OS X Leopard Firewall Flawed

cycoj writes with a report in the German IT magazine Heise, taking a look at the new OS X Leopard firewall. They find it flawed. When setting access to specific services and programs to only allow SSH access, for example, they found that a manually started service was still accessible. From the article: "So the first step after starting Leopard should be to activate the firewall. The obvious choice to do so is the option to 'Set access to specific services and programs,' which promises more control over network traffic. Mac OS X automatically enters all shared resources set up by the user, such as 'Remote login' for SSH servers, into the list of accessible resources... However, initial functional testing quickly dispels any feeling of improved security. A service started for testing purposes was able to be addressed from outside without any difficulty. The firewall records this occurrence... Even with the firewall set to 'Block all incoming connections' ports to netbios, ntp and other services were still open... Specifically these results mean that users can't rely on the firewall."

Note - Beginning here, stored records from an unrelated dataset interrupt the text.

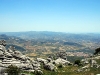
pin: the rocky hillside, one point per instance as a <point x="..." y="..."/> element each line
<point x="51" y="65"/>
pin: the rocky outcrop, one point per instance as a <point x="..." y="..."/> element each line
<point x="14" y="57"/>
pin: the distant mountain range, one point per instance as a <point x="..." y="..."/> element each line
<point x="43" y="41"/>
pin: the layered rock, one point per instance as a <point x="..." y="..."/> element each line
<point x="14" y="57"/>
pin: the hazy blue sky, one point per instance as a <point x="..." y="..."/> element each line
<point x="50" y="15"/>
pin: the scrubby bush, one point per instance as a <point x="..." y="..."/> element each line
<point x="97" y="51"/>
<point x="78" y="62"/>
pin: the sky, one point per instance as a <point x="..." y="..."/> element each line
<point x="72" y="16"/>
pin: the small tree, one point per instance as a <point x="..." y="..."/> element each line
<point x="97" y="51"/>
<point x="13" y="70"/>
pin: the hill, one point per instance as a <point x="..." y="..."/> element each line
<point x="45" y="43"/>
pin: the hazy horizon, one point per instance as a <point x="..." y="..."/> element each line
<point x="70" y="16"/>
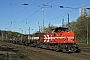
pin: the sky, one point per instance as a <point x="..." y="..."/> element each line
<point x="16" y="17"/>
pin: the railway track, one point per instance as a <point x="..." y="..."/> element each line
<point x="32" y="53"/>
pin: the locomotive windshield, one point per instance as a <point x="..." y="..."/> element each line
<point x="59" y="29"/>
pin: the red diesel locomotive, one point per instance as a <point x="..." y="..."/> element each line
<point x="59" y="39"/>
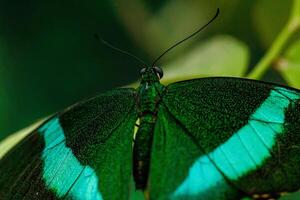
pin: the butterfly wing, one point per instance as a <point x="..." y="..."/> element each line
<point x="82" y="153"/>
<point x="224" y="138"/>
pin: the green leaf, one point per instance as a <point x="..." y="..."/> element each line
<point x="289" y="65"/>
<point x="219" y="56"/>
<point x="15" y="138"/>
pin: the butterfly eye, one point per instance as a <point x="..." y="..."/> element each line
<point x="158" y="71"/>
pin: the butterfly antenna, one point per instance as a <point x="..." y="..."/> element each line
<point x="193" y="34"/>
<point x="120" y="50"/>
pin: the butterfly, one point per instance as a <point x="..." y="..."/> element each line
<point x="209" y="138"/>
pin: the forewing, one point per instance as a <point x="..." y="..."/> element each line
<point x="237" y="138"/>
<point x="82" y="153"/>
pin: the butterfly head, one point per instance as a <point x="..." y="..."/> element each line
<point x="151" y="74"/>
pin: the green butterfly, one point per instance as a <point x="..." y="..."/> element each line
<point x="210" y="138"/>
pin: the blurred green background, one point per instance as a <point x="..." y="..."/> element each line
<point x="49" y="58"/>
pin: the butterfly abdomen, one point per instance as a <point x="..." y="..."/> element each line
<point x="148" y="102"/>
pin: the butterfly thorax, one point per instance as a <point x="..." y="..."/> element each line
<point x="149" y="94"/>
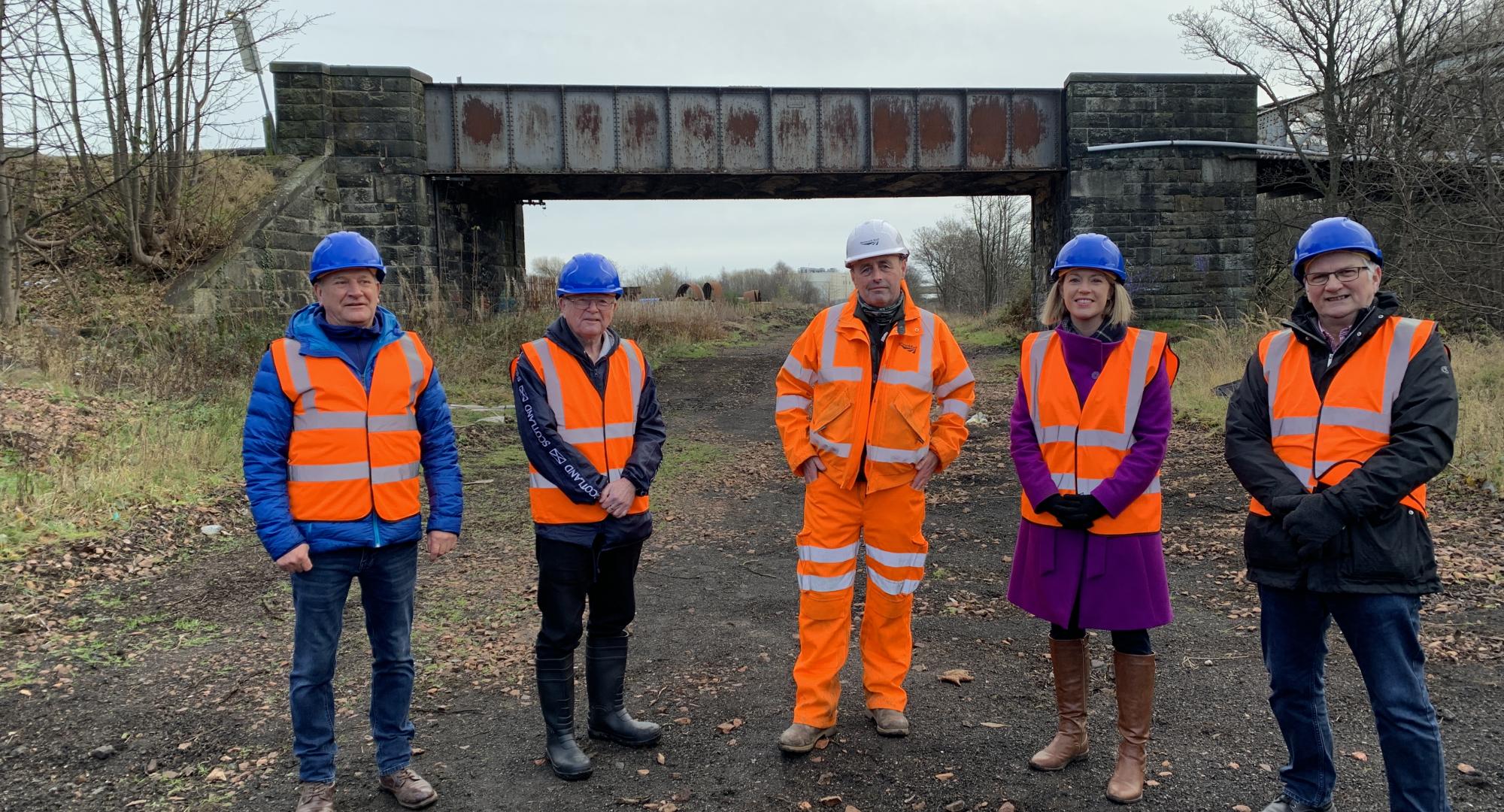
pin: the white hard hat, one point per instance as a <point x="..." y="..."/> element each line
<point x="875" y="238"/>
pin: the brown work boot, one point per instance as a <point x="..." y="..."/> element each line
<point x="315" y="798"/>
<point x="1135" y="674"/>
<point x="410" y="789"/>
<point x="1073" y="667"/>
<point x="888" y="721"/>
<point x="801" y="739"/>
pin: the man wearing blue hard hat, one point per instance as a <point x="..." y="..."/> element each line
<point x="1342" y="419"/>
<point x="347" y="420"/>
<point x="590" y="425"/>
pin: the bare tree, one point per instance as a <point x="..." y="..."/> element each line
<point x="948" y="255"/>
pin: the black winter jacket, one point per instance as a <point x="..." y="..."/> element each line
<point x="1384" y="545"/>
<point x="539" y="431"/>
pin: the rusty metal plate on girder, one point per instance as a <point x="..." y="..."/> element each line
<point x="941" y="132"/>
<point x="843" y="132"/>
<point x="893" y="132"/>
<point x="590" y="130"/>
<point x="538" y="135"/>
<point x="1036" y="130"/>
<point x="643" y="142"/>
<point x="747" y="132"/>
<point x="482" y="141"/>
<point x="694" y="130"/>
<point x="796" y="142"/>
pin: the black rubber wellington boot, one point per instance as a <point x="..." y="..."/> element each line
<point x="557" y="700"/>
<point x="605" y="677"/>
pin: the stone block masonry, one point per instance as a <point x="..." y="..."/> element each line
<point x="1183" y="216"/>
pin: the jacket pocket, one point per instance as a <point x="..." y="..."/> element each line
<point x="1267" y="547"/>
<point x="1392" y="547"/>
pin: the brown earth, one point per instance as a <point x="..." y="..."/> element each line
<point x="172" y="647"/>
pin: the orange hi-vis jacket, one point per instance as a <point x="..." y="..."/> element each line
<point x="829" y="405"/>
<point x="354" y="452"/>
<point x="601" y="429"/>
<point x="1085" y="443"/>
<point x="1323" y="440"/>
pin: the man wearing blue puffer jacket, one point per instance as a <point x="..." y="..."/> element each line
<point x="345" y="416"/>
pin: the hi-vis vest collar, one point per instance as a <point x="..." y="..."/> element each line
<point x="1323" y="440"/>
<point x="602" y="429"/>
<point x="354" y="450"/>
<point x="1085" y="443"/>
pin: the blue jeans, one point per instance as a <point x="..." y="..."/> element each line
<point x="389" y="577"/>
<point x="1384" y="635"/>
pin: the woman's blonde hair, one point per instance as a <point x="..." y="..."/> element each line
<point x="1118" y="314"/>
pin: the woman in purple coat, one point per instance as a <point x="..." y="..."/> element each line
<point x="1090" y="429"/>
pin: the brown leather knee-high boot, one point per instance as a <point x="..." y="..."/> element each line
<point x="1072" y="667"/>
<point x="1135" y="676"/>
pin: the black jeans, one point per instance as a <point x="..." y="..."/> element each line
<point x="571" y="574"/>
<point x="1126" y="643"/>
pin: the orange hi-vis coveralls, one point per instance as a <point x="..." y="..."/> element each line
<point x="870" y="435"/>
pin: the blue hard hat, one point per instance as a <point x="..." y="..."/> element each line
<point x="1335" y="234"/>
<point x="590" y="274"/>
<point x="1094" y="252"/>
<point x="342" y="252"/>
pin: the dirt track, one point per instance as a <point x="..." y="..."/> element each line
<point x="183" y="668"/>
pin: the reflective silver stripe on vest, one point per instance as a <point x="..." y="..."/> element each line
<point x="335" y="473"/>
<point x="838" y="449"/>
<point x="828" y="556"/>
<point x="387" y="474"/>
<point x="893" y="587"/>
<point x="956" y="383"/>
<point x="819" y="584"/>
<point x="798" y="371"/>
<point x="299" y="371"/>
<point x="329" y="420"/>
<point x="829" y="371"/>
<point x="912" y="456"/>
<point x="896" y="560"/>
<point x="539" y="480"/>
<point x="792" y="402"/>
<point x="924" y="378"/>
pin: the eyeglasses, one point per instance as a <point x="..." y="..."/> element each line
<point x="587" y="304"/>
<point x="1344" y="274"/>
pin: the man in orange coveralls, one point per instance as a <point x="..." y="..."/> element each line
<point x="854" y="411"/>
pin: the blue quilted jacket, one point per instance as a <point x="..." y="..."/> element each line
<point x="264" y="453"/>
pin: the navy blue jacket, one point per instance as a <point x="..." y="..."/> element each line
<point x="268" y="428"/>
<point x="539" y="431"/>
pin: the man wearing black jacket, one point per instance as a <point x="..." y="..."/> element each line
<point x="1341" y="422"/>
<point x="592" y="429"/>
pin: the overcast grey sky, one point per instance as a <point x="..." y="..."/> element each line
<point x="768" y="43"/>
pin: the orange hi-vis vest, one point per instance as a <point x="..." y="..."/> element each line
<point x="601" y="429"/>
<point x="1085" y="443"/>
<point x="829" y="404"/>
<point x="1323" y="440"/>
<point x="354" y="452"/>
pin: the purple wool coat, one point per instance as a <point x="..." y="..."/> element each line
<point x="1120" y="578"/>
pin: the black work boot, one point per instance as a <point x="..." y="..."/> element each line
<point x="557" y="700"/>
<point x="605" y="677"/>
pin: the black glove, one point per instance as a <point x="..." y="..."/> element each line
<point x="1079" y="512"/>
<point x="1055" y="506"/>
<point x="1312" y="521"/>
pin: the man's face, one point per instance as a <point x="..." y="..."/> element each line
<point x="350" y="297"/>
<point x="589" y="315"/>
<point x="878" y="279"/>
<point x="1338" y="300"/>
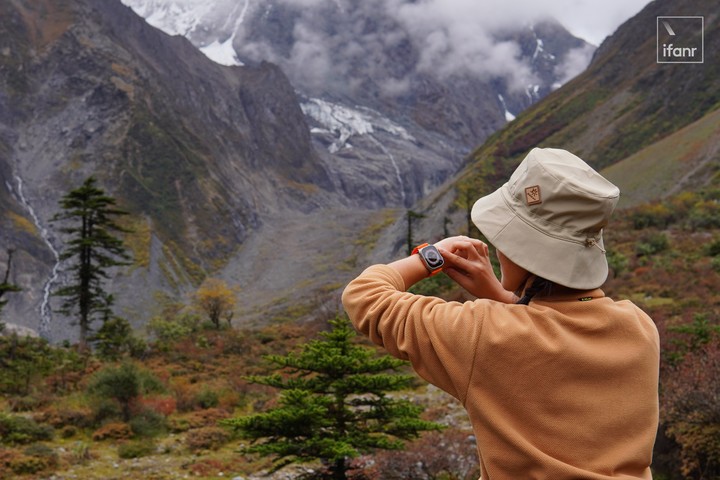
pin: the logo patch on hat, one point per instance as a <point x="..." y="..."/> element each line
<point x="532" y="195"/>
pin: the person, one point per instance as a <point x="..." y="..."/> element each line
<point x="558" y="380"/>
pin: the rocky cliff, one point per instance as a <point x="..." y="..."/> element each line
<point x="198" y="152"/>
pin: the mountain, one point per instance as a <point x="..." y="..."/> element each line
<point x="198" y="152"/>
<point x="382" y="84"/>
<point x="230" y="171"/>
<point x="625" y="106"/>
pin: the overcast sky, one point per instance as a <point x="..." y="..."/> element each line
<point x="452" y="36"/>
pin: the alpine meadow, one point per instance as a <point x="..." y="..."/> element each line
<point x="184" y="199"/>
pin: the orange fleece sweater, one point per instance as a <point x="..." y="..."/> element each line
<point x="559" y="389"/>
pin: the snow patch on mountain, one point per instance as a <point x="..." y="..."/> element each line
<point x="508" y="116"/>
<point x="174" y="17"/>
<point x="344" y="122"/>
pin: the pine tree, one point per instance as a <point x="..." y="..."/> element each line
<point x="92" y="250"/>
<point x="333" y="405"/>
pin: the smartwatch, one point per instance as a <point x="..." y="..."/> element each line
<point x="431" y="257"/>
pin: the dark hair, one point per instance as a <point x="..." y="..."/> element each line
<point x="540" y="286"/>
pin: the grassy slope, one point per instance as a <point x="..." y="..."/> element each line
<point x="677" y="162"/>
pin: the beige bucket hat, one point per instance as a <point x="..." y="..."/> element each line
<point x="548" y="218"/>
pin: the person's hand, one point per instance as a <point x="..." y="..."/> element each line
<point x="467" y="262"/>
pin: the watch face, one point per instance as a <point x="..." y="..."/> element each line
<point x="432" y="257"/>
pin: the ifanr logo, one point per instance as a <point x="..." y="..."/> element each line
<point x="681" y="39"/>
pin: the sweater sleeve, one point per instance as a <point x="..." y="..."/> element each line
<point x="439" y="338"/>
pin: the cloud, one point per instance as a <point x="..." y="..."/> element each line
<point x="326" y="40"/>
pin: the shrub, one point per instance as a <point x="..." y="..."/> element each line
<point x="68" y="431"/>
<point x="124" y="385"/>
<point x="208" y="438"/>
<point x="690" y="408"/>
<point x="207" y="398"/>
<point x="652" y="244"/>
<point x="651" y="215"/>
<point x="116" y="431"/>
<point x="136" y="449"/>
<point x="61" y="417"/>
<point x="25" y="465"/>
<point x="15" y="429"/>
<point x="44" y="452"/>
<point x="148" y="423"/>
<point x="165" y="405"/>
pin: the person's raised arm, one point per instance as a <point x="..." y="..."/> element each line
<point x="467" y="262"/>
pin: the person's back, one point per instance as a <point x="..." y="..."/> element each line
<point x="560" y="382"/>
<point x="566" y="389"/>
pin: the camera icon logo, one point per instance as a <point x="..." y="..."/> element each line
<point x="680" y="39"/>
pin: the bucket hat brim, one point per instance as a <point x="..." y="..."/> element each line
<point x="568" y="262"/>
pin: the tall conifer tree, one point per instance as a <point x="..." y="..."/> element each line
<point x="333" y="405"/>
<point x="92" y="250"/>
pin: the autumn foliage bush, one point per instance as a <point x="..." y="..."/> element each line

Re:and now for something completely different...

[Cally]

Flawed? So what's the nature of this flaw? Well, it doesn't really, well, work. Not as such. Not as such. Yeah, we've heard there's some BSD firewalls already out there, and apparently some of them are supposed to be pretty secure, but... hell, we don't need firewalls, this is a Mac! And, as the strip "Osama Bin Laden's Computer Nightmare" in the latest issue of Viz so perspicaciously pointed out, Macs can't get viruses.